Britain’s inflation rate slowed to its lowest level in about three years last month, further strengthening the case for the Bank of England to cut interest rates later this year.
Consumer prices rose 2.3 percent year-on-year in April, compared with 3.2 percent in March, the Office for National Statistics said on Wednesday. The interest rate, which fell slightly less than economists expected, was the lowest since July 2021 and neared the Bank of England’s 2 percent target.
Inflation was brought down by a reduction in the cap on household energy bills set by a government regulator. Food inflation also slowed to 2.9 percent from 4 percent.
The sharp fall in the headline inflation rate, which includes food and energy, signals a new phase in British politicians’ battle against inflation. After aggressively raising interest rates after prices soared amid pandemic lockdowns and the turmoil in energy markets following Russia’s invasion of Ukraine, central bankers are trying to figure out how much inflationary pressure remains in the economy and how quickly they can lower interest rates.
It is a challenge that other major central banks also share. In the euro zone, officials have signaled that interest rate cuts could come as early as the summer, while in the United States inflation remains relatively high at 3.4 percent.
In Great Britain, the central bank had expected inflation to fall to 2.1 percent last month. It predicted that inflation would rise slightly higher after a few months around its target, hovering around 2.5 percent by the end of 2025, as energy prices, which have stabilized, no longer drag down the overall inflation rate. But policymakers are watching wage growth and price increases in the service sector, such as restaurants, hotels and concerts, which are traditionally stubborn drivers of inflation and remain uncomfortably strong at about 6 percent annual growth.
Slightly stronger-than-expected inflation readings could delay a rate cut over the summer by a few months, analysts said.
“While today’s sharp decline is welcome news, the Bank of England will be disappointed,” Zara Nokes, an analyst at JP Morgan Asset Management, wrote in a note.
Policymakers would be concerned about the persistence of certain aspects of inflation, particularly as services prices continued to rise more than expected in April, she added.
Policymakers have indicated that rate cuts are imminent as long as inflation broadly matches their recent forecasts.

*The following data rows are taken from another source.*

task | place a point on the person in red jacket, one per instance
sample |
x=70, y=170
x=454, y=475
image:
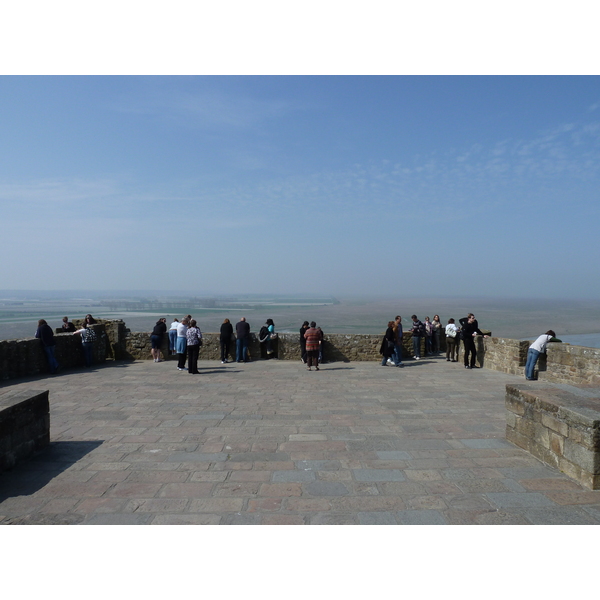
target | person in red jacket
x=313, y=343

Two members of the collective bargaining committee have already voted for reductions.
A rate cut at the Bank of England’s next policy meeting in June would be premature, Ms Nokes said. The next meeting will be in August and traders will then bet more heavily on a rate cut.
April’s inflation data follows another report on the UK economy that highlighted recent improvements. On Tuesday, Kristalina Georgieva, the managing director of the International Monetary Fund, said the institution “brings some good news for the United Kingdom” as it concluded its annual review of the country’s economy.
After a stronger-than-expected exit from a recession earlier this year, the fund raised its forecast for British economic growth this year to 0.7 percent from 0.5 percent a month ago. He forecast growth of 1.5 percent for 2025, with interest rates falling and wages rising faster than inflation.
The measures taken by the British government and the Bank of England “coupled with favorable energy price developments are paying off,” Ms. Georgieva said in London. “The economy is growing, inflation is falling and a soft landing is in sight,” she said, referring to a situation in which inflation slows without triggering a painful recession.
The fund expected U.K. inflation to return to target “on a sustained basis” by early 2025 and recommended raising interest rates from 5.25 percent to 4.75 percent or 4.5 percent this year and next year to reduce it by another percentage point.
But the longer-term outlook for the UK economy was bleaker. Weak labor productivity and the number of people excluded from the labor market due to long-term health problems are weighing on the outlook, the fund said.
The fund also warned that British officials are likely to have to make difficult decisions to stabilize public debt and balance it with demands for higher government spending and investment. She advised against further tax cuts “in principle” even though the ruling Conservative Party has stated its aim to cut taxes further in the run-up to the general election in the next eight months.